Perhaps an RMC facility would work for you. Here's their policy on dogs:

"Dogs are allowed at RMC's facilities, but they should be under voice control at all times. RMC's caretaker may ask guests to leave an RMC facility, if their dog is threatening or otherwise disrupting other guests, or if a guest has dog allergies. If you bring your dog, please make sure it does not defecate near the shelter, on the trail, or near water sources. Keeping your dog under control at all times will allow us to continue to permit guests with dogs at RMC's shelters. Other hikers who enjoy being in the backcountry with their dog will thank you."

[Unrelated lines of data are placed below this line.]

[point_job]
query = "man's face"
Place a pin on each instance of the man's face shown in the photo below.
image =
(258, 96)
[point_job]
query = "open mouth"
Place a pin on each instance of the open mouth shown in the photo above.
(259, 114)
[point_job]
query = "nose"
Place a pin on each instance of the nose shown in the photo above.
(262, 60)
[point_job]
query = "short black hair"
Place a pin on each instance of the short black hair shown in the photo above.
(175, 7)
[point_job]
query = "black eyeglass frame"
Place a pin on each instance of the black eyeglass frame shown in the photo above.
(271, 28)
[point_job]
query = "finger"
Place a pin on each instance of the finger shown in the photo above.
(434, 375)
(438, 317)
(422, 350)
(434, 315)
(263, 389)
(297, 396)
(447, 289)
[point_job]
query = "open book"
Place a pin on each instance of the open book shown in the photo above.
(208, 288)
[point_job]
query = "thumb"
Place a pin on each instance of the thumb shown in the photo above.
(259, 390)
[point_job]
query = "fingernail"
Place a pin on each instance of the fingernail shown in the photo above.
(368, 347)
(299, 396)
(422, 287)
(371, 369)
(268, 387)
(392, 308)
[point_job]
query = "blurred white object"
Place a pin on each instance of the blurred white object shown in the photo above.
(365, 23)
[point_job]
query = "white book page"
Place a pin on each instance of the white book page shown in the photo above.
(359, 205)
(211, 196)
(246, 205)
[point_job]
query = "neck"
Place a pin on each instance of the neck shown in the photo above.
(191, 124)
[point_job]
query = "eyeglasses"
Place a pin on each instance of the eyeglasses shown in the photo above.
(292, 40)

http://www.randolphmountainclub.org/

Steve


----------



## David Metsky (Nov 8, 2004)

Except the RMC cabins (Gray Knob is winterized, Crag Camp is not) are not private in any way.  You will be sharing your space with many others on the weekend.  You might try a night at Crag and if there aren't too many people there you can take one of the smaller bunkrooms to yourselves.  If others arrive, though, you'll have to share.

There is Black Mountain Cabin, very similar to Doubletop.  The 
Darmouth Outing Club rents their cabins,  but as a non-student you only get 3 weeks ahead of time to rent.  The two cabins that might appeal are John Rand on Moosilauke and Aggasiz (Ritchie Smith) off Rt 112 in Woodstock.  Timberland Trails(formerly Phillips Brook)  rents two yurts up in the northern part of the state.


----------



## TeleGrrrl (Nov 8, 2004)

In looking at my topo map, the Black mtn cabin looks like it has a bit of angle to the south and west. Could be fun skiing   
I enjoy backcountry trips such as this. I'd rather hang out in the backcountry than face the resort crowds any day.


----------



## RJ (Nov 9, 2004)

David, would you mind explaining the difference between winterized and non-winterized with respect to the RMC cabins. I've stayed at Gray Knob in the winter and except for a stove, I'm not sure what else they had that would be considered winterized.


----------



## MichaelJ (Nov 9, 2004)

Gray Knob has solid walls and windows.

Crag Camp, while a larger facility, does not have insulated, thermal windows, does not have insulated walls or floor, and in fact has open grates in the floor at both doorways. There is also no wood stove or other heat source at Crag.

As a result, Gray Knob tends to attract more guests in the coldest winter times than Crag. Depending on when you go, it's quite possible you'd be the only one there.


----------



## RJ (Nov 9, 2004)

Thanks, I might be going in the next few weeks so I will let the weather determine where I stay.


----------